For Reference : https://towardsdatascience.com/train-test-split-and-cross-validation-in-python-80b61beca4b6

In [None]:
from sklearn.model_selection import train_test_split
X_train,X_test,y_train,y_test = train_test_split(X, Y, stratify=Y, test_size = 0.3,random_state = 42)

In [None]:
def draw_confusion_matrix(cm):
    plt.figure(figsize=(12,8))
    sns.heatmap(cm,annot=True,fmt="d", center=0, cmap='autumn') 
    plt.title("Confusion Matrix")
    plt.ylabel('True label')
    plt.xlabel('Predicted label')
    plt.show()

In [None]:
from sklearn.linear_model import LogisticRegression
from sklearn.metrics import accuracy_score, confusion_matrix

logreg = LogisticRegression(random_state=42)
logreg.fit(X_train, y_train)

y_predict_train_logreg = logreg.predict(X_train)
y_predict_test_logreg = logreg.predict(X_test)
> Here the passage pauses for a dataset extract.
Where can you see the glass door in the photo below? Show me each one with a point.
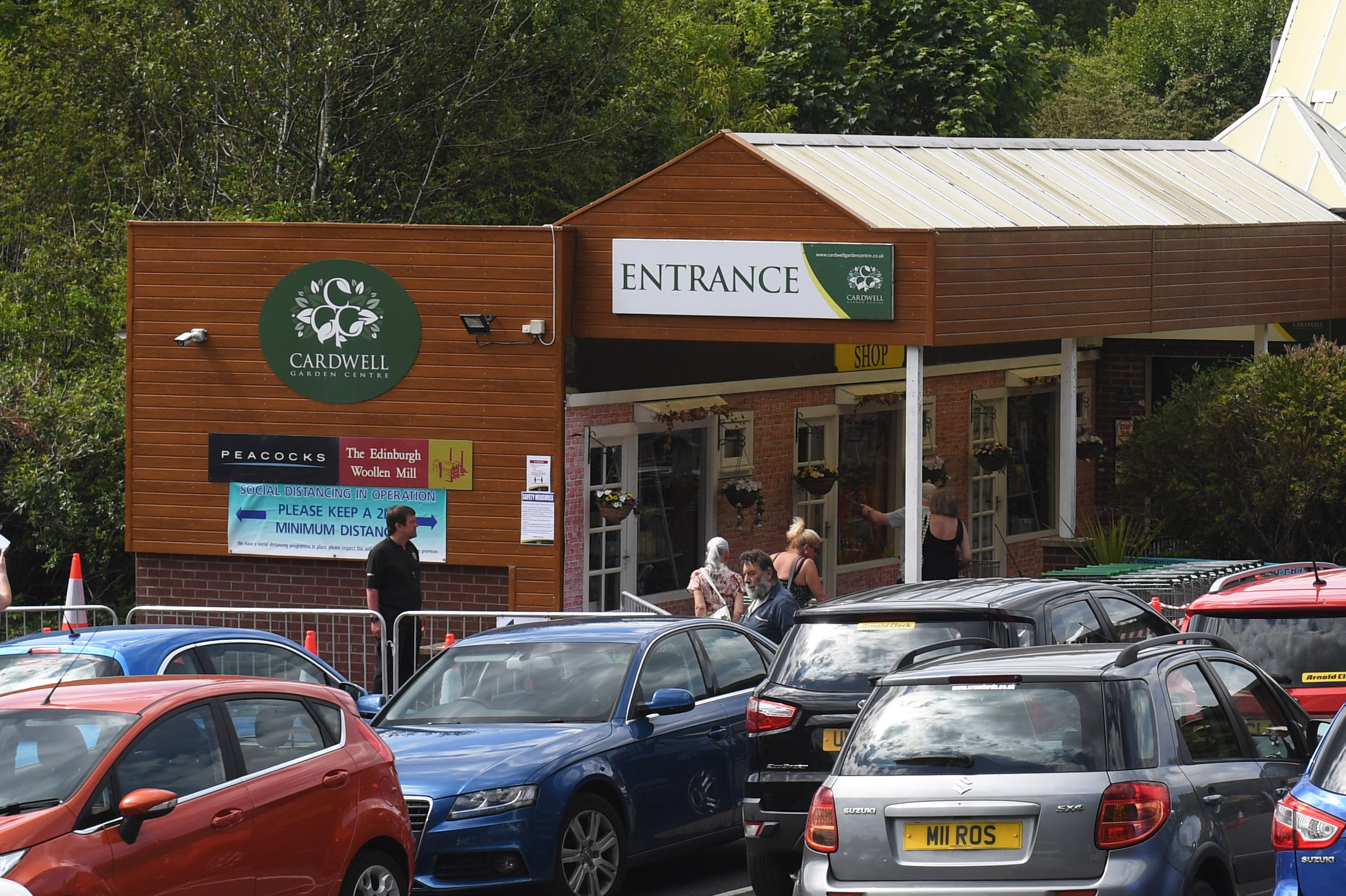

train_accuracy_score_logreg = accuracy_score(y_train, y_predict_train_logreg)
test_accuracy_score_logreg = accuracy_score(y_test, y_predict_test_logreg)

print(train_accuracy_score_logreg)
print(test_accuracy_score_logreg)

In [None]:
cm_logreg = confusion_matrix(y_test,y_predict_test_logreg)
draw_confusion_matrix(cm_logreg)

### Introduction to Confusion Matrix

The confusion matrix is a technique used for summarizing the performance of a classification algorithm i.e. it has binary outputs.
![](https://cdn-images-1.medium.com/max/1600/0*-GAP6jhtJvt7Bqiv.png)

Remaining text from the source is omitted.